Pecoraro from Naples worked as a spiritualist medium. He claimed his spirit guide was Eusapia Palladino, a deceased medium. The psychical researcher Hereward Carrington introduced Pecoraro to the spiritualist Arthur Conan Doyle in America. Pecoraro who was tied up during a séance by Carrington, managed to impress Doyle by making musical instruments play.

Carrington persuaded Pecoraro to participate in the Scientific American contest. In four days in December, 1923 he was tested by members of the committee. He was tied to a chair with sixty feet of rope. Beside him was placed a table with musical instruments. During the séances various movements and sounds of objects were heard. He had managed to impress some of the committee members who considered the phenomena genuine. However, O. D. Munn, the publisher of the Scientific American, suspected that he had freed his hand to play the instruments.

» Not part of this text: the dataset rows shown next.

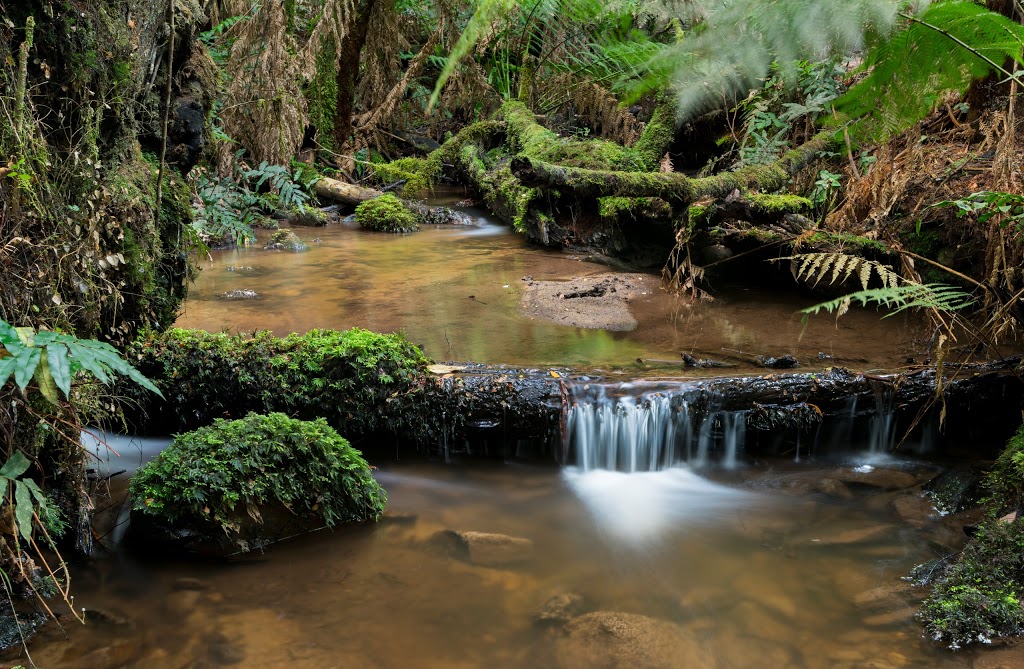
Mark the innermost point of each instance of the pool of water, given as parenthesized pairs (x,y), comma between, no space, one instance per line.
(456,292)
(751,579)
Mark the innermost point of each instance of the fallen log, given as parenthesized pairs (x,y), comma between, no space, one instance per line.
(348,194)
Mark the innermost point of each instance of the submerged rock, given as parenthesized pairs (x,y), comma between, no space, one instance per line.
(560,609)
(619,640)
(483,549)
(285,240)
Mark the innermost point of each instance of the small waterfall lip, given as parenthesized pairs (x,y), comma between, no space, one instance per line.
(652,430)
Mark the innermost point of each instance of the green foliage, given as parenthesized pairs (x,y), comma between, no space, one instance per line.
(816,266)
(944,49)
(897,298)
(230,469)
(977,598)
(360,381)
(31,504)
(386,214)
(23,357)
(988,204)
(230,208)
(1006,481)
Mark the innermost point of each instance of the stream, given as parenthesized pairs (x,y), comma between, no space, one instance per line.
(742,566)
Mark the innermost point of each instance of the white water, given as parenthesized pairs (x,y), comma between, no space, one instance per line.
(652,433)
(639,507)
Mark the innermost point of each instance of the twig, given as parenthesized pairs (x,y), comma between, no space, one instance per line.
(167,116)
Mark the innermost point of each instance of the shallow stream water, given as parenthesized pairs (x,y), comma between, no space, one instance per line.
(754,579)
(456,292)
(751,577)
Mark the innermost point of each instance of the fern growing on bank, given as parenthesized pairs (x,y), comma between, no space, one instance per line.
(942,50)
(897,298)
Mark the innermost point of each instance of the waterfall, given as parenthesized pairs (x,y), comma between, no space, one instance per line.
(655,431)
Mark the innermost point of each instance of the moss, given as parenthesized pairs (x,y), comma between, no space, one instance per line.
(386,214)
(775,205)
(977,598)
(848,241)
(1006,481)
(224,472)
(657,134)
(534,140)
(359,381)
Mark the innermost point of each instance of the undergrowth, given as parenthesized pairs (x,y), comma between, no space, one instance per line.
(359,381)
(228,470)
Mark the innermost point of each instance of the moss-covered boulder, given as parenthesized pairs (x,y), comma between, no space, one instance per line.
(386,214)
(361,382)
(977,599)
(240,485)
(1006,479)
(285,240)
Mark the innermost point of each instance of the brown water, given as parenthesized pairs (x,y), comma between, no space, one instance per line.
(456,292)
(755,580)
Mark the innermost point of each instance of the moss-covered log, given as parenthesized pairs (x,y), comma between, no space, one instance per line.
(672,186)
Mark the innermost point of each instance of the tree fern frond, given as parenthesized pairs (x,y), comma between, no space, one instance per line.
(813,267)
(912,71)
(899,298)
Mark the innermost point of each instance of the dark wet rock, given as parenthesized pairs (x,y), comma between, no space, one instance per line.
(834,488)
(488,549)
(797,223)
(182,602)
(560,609)
(915,509)
(240,294)
(619,640)
(108,618)
(285,240)
(27,625)
(186,583)
(444,216)
(1008,658)
(716,253)
(120,654)
(957,489)
(690,361)
(221,652)
(781,363)
(877,477)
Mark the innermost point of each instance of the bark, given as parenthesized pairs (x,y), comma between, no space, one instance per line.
(348,72)
(348,194)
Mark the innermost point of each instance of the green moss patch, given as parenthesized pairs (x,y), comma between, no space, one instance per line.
(359,381)
(977,598)
(227,472)
(386,214)
(1006,481)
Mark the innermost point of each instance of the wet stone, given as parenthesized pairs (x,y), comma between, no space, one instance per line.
(619,640)
(560,609)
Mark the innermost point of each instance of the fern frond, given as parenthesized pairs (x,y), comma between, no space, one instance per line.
(813,267)
(899,298)
(913,70)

The magician Harry Houdini had not been informed of the test sessions, but managed to get to the fourth séance. Houdini suggested that Percorao was an escape artist who freed himself from the rope that bound him to his chair. Before the séance, Houdini had cut the rope into shorter pieces and tied Pecoraro to the chair. Because of the tight control, no phenomena occurred. In 1931, Pecoraro confessed his fraud in a newspaper interview.

Later in life he became an artist. Two of his paintings are on exhibit at The Houdini Museum in Scranton, PA.